While Buffalo received 7 feet of snow in December, most of the Lake Ontario and Lake Erie basin counties are experiencing a rare winter drought. Sparse rainfall since last spring and paltry snowfall this winter have dried up reservoirs and forced conservation in a season when water is usually plentiful. The jet stream that directs cold air and precipitation to the Northeast in winter has remained farther north than usual, keeping the snowfall above the Great Lakes. The lack of normal precipitation has depleted groundwater, rivers, and lakes. New York has issued drought warnings or drought watches to 38 counties, and sixteen counties were named primary disaster areas.

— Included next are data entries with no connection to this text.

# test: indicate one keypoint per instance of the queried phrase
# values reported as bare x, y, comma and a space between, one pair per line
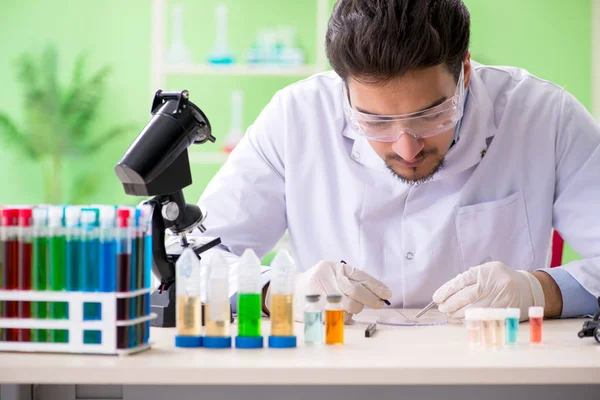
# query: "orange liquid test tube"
334, 320
536, 316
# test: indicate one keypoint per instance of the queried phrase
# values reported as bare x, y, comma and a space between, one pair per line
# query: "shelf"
240, 70
207, 157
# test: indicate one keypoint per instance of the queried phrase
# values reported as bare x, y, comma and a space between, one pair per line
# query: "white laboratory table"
423, 360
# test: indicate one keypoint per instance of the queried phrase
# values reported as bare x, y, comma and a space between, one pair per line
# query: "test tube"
513, 315
334, 320
536, 316
217, 317
488, 329
56, 246
147, 211
313, 320
25, 253
189, 305
283, 270
473, 323
123, 237
249, 302
40, 269
73, 245
10, 264
108, 250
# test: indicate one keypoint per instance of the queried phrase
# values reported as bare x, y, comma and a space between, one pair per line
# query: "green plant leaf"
17, 138
106, 138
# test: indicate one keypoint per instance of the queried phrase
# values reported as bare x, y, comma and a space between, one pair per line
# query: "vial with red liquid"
10, 267
536, 316
25, 236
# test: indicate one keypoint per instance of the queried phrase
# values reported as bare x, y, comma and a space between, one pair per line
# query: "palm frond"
14, 136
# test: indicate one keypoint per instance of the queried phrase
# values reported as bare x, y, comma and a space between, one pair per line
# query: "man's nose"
407, 146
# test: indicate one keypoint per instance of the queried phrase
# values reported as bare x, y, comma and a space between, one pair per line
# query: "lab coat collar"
477, 130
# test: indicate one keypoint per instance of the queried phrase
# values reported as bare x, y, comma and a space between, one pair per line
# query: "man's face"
410, 159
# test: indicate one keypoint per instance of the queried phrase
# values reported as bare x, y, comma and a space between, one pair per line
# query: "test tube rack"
75, 324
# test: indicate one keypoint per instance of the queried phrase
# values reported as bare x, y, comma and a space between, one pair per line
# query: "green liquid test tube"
40, 266
57, 243
249, 302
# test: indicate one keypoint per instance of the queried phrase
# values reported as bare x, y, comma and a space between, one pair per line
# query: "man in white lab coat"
432, 176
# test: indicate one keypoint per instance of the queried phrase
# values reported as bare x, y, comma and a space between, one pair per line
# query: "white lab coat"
528, 160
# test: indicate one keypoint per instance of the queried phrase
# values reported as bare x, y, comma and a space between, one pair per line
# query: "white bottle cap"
474, 314
513, 313
536, 312
499, 313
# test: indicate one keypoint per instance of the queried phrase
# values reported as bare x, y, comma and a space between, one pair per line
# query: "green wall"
550, 38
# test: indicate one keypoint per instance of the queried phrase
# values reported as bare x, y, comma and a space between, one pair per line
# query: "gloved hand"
358, 289
489, 285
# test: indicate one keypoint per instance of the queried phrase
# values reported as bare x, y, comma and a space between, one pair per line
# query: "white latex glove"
358, 289
489, 285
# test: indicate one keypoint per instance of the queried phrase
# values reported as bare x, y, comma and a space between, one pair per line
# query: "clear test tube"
313, 320
249, 302
282, 301
513, 315
189, 305
473, 317
536, 316
488, 331
499, 315
217, 318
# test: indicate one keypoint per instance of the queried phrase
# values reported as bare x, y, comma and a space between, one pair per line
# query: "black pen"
387, 303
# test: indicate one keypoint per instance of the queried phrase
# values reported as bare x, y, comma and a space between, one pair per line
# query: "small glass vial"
217, 318
283, 271
334, 320
513, 315
473, 324
536, 316
499, 315
488, 331
313, 320
249, 302
189, 306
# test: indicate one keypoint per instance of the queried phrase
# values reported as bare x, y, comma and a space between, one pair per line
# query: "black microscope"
157, 164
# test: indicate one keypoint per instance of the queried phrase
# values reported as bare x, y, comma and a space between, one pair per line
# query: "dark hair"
377, 40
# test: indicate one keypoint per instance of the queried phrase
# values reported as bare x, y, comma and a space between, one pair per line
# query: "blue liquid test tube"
73, 235
513, 315
89, 267
108, 250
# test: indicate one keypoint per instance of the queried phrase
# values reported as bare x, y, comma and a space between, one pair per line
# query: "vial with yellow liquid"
334, 320
189, 306
283, 271
217, 309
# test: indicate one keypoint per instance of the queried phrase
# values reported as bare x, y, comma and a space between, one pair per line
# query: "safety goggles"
421, 124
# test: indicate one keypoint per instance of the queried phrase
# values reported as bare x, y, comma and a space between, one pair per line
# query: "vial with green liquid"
249, 302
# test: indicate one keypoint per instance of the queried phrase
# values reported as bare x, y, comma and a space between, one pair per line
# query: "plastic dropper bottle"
282, 301
189, 305
249, 302
217, 308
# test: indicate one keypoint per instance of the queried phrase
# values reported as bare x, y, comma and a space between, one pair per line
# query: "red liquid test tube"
10, 267
25, 272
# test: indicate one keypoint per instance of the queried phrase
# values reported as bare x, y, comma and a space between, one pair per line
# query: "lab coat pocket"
495, 231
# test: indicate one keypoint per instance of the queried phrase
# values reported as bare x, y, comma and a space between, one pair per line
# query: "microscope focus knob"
170, 211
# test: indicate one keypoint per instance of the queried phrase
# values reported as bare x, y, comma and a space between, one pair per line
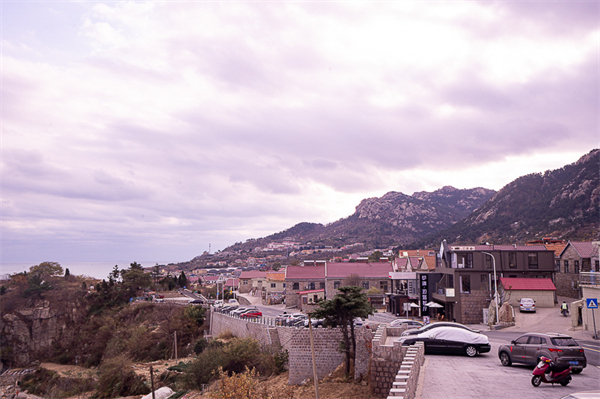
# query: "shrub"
116, 378
50, 384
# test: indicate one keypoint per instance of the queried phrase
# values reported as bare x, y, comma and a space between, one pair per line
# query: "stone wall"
394, 368
566, 284
297, 342
472, 306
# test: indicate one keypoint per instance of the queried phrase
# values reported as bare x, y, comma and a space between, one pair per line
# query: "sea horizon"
95, 269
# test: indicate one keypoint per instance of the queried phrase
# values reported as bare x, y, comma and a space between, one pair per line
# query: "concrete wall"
297, 342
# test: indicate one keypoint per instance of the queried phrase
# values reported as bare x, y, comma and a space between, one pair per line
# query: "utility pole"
312, 351
495, 285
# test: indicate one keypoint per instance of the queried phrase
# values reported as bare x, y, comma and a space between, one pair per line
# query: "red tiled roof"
365, 270
530, 284
253, 274
585, 249
310, 291
305, 272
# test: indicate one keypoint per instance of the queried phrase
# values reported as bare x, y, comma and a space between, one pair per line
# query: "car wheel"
471, 351
505, 359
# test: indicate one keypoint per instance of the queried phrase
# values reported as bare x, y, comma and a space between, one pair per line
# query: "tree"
135, 266
341, 311
47, 269
182, 280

What does New York’s winter drought mean for wetlands? Long-term drought, like summer drying, is not a problem for most wetland species that inhabit temporary wetlands. Animal species that breed in small, temporary wetlands are “programmed” to breed at the time of year when rainfall is most likely. This assures an aquatic habitat for egg laying. Some wetlands are actually dry for longer periods than they are wet, because several types of genuine wetlands go through extended dry spells. These temporary wetland habitats are some of the most productive areas in the Great Lakes Basin. Some animal inhabitants actually depend on the wetland habitat drying up to assure that predatory fish are not present.
Time will tell the impact of this winter drought, but as voices for these important wetland resources we must maintain that protective umbrella of advocacy in any weather.